What is the main use of Elasticsearch?
Elasticsearch is used for a lot of different use cases: “classical” full-text search, analytics store, auto-completer, spell checker, alerting engine, and as a general-purpose document store.
Why is Elasticsearch so fast?
Elasticsearch is fast.
Because Elasticsearch is built on top of Lucene, it excels at full-text search. Elasticsearch is also a near real-time search platform, meaning the latency from the time a document is indexed until it becomes searchable is very short — typically one second.
What is an Elasticsearch shard?
The shard is the unit at which Elasticsearch distributes data around the cluster. The speed at which Elasticsearch can move shards around when rebalancing data, e.g. following a failure, will depend on the size and number of shards as well as network and disk performance.
When should Elasticsearch be used?
You want Elasticsearch when you’re doing a lot of text search, where traditional RDBMS databases are not performing really well (poor configuration, acts as a black-box, poor performance). Elasticsearch is highly customizable, extendable through plugins. You can build robust searches without much knowledge quite fast.

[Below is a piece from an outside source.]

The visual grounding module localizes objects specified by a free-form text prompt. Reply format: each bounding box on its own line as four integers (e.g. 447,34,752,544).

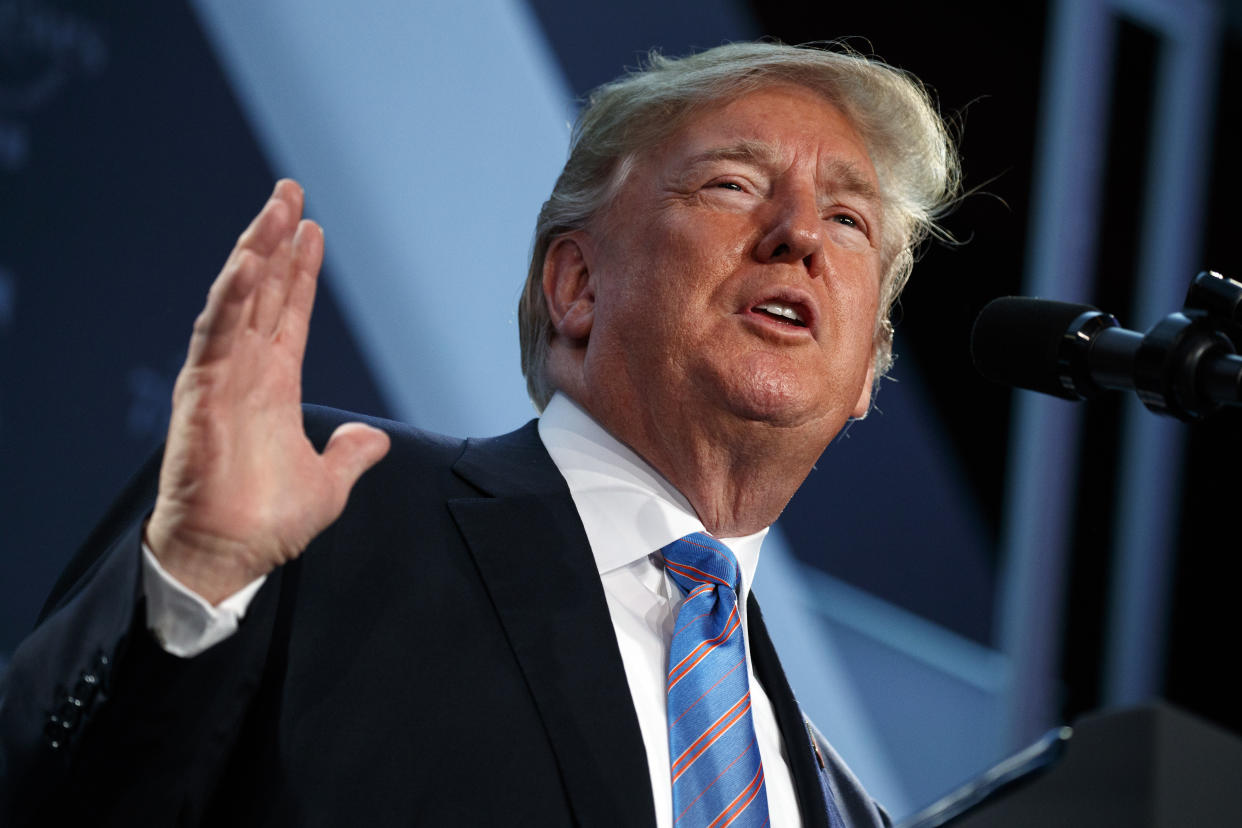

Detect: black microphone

What is an index in Elasticsearch?
An index can be thought of as an optimized collection of documents and each document is a collection of fields, which are the key-value pairs that contain your data. By default, Elastic search indexes all data in every field, and each indexed field has a dedicated, optimized data structure.
What is the Elasticsearch cluster?
An Elasticsearch cluster is a group of nodes that have the same cluster. name attribute. As nodes join or leave a cluster, the cluster automatically reorganizes itself to evenly distribute the data across the available nodes. If you are running a single instance of Elasticsearch, you have a cluster of one node.
What is Elasticsearch architecture?
The Elasticsearch architecture is designed to support the retrieval of documents, which are stored as JSON objects. Elasticsearch supports nested structures, which helps handle complex data and queries. To track information, Elasticsearch uses keys prepended with an underscore, which represents metadata.
Where is the data stored in Elasticsearch?
By default, Elasticsearch indexes all data in every field and each indexed field has a dedicated, optimized data structure. For example, text fields are stored in inverted indices, and numeric and geo fields are stored in BKD trees.
What is special about Elasticsearch?
Speed. Speaking of performance, ElasticSearch is able to execute complex queries extremely fast. It also caches almost all of the structured queries commonly used as a filter for the result set and executes them only once. For every other request containing a cached filter, it checks the result from the cache.